Padahal kau sempat berganti-ganti perempuan saat masa-masa itu berjalan. Pembelaanmu
hanyalah kedok untuk menutupi sifatmu. Dibilangnya bahwa aku tidak pernah
meliriknya, padahal kau sendiri tidak pernah katakan. Saat masa-masa aku sudah
pada ketetapan hatiku, ia baru katakan dengan dalih saat ini kita hanya teman
dan akan terus menjadi teman. Sialan! Pada seterusnya ia malah benar-benar
menyatakan padaku, meminta separuh hatiku untuknya.
Aku
sangat kesal, kenapa aku selalu dibawa pada suasana aku harus memilih?
Sementara yang lain hanya menunggu jawabanku, bergantung pada apa yang aku
ucapkan, menyerahkan semuanya pada pilihanku. Kenapa aku harus memilih? Meski
pada akhirnya sudah jelas pilihanku jatuh pada yang lebih ku mau. Aku tidak
denial, aku memang ingin itu sejak awal. Iya seperti yang aku katakan bahwa aku
menyambutnya kembali bahkan jika ingin menetap. Ku jatuhkan pilihanku padanya.
Khalif.
Ku
rangkaikan masa-masa saat ia kembali padaku. Sebulan pertama ia katakan bahwa
ia butuh teman. Menceritakan hari-harinya hingga pada jatuh hati. Perjalanan
yang menurutku saat itu meman manis,
semanis gula-gula, memberikan banyak energi, dan melepaskan hormon serotonin
serta meningkatkan hormon dopamine. Terbayang bagaimana suasana hati yang berkecamuk
bahagia itu. Khalif, kau mengatakan bahwa kau akan membawa janjimu hingga
akhir. Kau bahkan dengan terang benderang ingin menunjukkan pada dunia bahwa
aku milikmu. Semesta seolah harus setuju padamu, pada relungan asa mu tentang
ini. Keyakinanmu yang akhirnya menyeretku lebih dalam.
Tahun
pertama kita lalui dengan penuh cerita menjadi mahasiswa baru. Menahan rindu
karena segala kesibukkan dan terbatasnya waktu membuat kita seolah mati kutu.
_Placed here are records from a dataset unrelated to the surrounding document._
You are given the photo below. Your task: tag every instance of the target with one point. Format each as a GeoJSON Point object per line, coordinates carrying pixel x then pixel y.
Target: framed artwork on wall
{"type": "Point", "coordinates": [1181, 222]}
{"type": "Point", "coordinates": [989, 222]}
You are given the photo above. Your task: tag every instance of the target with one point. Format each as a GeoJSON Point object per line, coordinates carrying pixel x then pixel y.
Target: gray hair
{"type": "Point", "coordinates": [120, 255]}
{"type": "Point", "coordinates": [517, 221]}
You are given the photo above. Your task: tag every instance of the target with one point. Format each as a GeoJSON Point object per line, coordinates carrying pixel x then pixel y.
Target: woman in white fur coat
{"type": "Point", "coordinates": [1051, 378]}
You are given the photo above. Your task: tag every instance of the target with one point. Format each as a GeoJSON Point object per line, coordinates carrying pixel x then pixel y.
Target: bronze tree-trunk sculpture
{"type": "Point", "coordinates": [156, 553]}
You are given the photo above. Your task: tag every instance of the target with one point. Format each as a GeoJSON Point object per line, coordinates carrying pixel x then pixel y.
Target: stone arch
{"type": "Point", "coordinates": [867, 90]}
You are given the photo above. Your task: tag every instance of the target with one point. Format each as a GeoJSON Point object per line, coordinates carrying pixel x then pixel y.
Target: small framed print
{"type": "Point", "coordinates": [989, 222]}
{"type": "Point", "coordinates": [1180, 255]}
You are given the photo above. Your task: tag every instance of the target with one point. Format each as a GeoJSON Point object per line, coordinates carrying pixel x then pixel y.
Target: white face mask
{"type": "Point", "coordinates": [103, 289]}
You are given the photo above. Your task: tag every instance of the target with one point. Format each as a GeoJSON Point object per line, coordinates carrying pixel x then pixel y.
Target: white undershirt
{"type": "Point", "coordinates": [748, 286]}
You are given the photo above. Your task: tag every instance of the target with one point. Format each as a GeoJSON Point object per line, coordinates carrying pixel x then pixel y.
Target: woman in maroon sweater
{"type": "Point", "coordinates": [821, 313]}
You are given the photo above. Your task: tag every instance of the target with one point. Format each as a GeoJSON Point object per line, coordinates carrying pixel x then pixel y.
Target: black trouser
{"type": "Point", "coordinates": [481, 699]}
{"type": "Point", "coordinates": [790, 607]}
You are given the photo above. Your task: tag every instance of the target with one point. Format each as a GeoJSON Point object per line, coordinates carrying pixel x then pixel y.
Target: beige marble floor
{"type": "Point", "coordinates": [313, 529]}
Ku usahakan tetap ada dalam barisan, membiarkan waktu berjalan hingga pada hari
dimana kita dapat bertukar tatap dan berbincang bebas. Lucunya film yang ku
tonton bersamamu adalah sebuah perumpamaan yang salah bagiku. Ku pikir kau bisa
menjadi pemeran utama ku seperti yang diceritakan dalam film itu. Namun,
lagi-lagi semua terpikir karena dalam belenggu kasamaran. Menjebak pada
halusinasi bahwa kenyataan akan terus sama, berjalan indah di antara bunga
bermekaran, dan menyambut hangat sinar mentari. Padahal yang terjadi akan lebih
sebaliknya daripada itu, pedih.
Ku lalui
hari-hariku bersamamu, penuh rasa yakin dan terus yakin. Hingga perasaan ku
menyerangku sendirian. Kau tiba-tiba saja berubah, seperti apa yang ku
takutkan. Membuat ku semakin berperang dengan genggamanku sendiri, berusaha
menepis bahwa semua tidak menjadi hancur, berusaha menepis perasaan buruk yang
sebenarnya sudah terjadi. Aku kembali pada denialku, pada hati yang tidak bisa
menerima kenyataan. Apa yang sebenaranya kau cari? Sebuah solusi atau hanya
pembelaan diri yang tak masuk akal? Ku tanyakan bagaimana dengan janji-janjimu
yang telah kau buat itu? Jawabmu sungguh menyebalkan, kau anggap itu tak pernah
terjadi lagi. Kejam.
Cukup.
Sudah cukup dua kali dalam hal ini kau campakkan perasaan yang sudah ku bentuk
dengan sepenuh jiwa. Kau bawa ia berhamburan pada bayang yang bahkan tak
terlihat lagi. Kau hempaskan pada sungai yang arusnya deras membiarkannya
hanyut dan tak tergapai. Tak bisa ku tahan bagaimanapun ku mau. Ku biarkan kau
pergi sesuka langkahmu, ku biarkan kau berlari sesuka rasamu, ku biarkan kau
bebas sesuka ragamu, ku biarkan kau terbang sesuka sayapmu, dan ku biarkan kau menjelma
kembali sebagai udara yang hampa dan tak terlihat olehku.
Terima
kasih karena sudah sempat kembali singgah meski akhirnya kau pergi lagi. Terima
kasih sudah menjadikan ku pilihan mu meski hanya sebagai pelipur laramu. Terima
kasih karena berkatmu aku menjadi mengerti bahwa sesal tiada guna dan ikhlas
memang harus ditanamkan lebih dalam. Tiada lagi ku sambut salammu. Maaf aku
harus membiarkan mu pada jalanmu bukan untuk berbalik menemuiku lagi dan
merangkai cerita baru. Kelak kau akan mengerti mengapa nantinya aku membuat
part berikutnya setelah ini. Ku rasa cukup untuk sebuah persinggahan ini. Naif.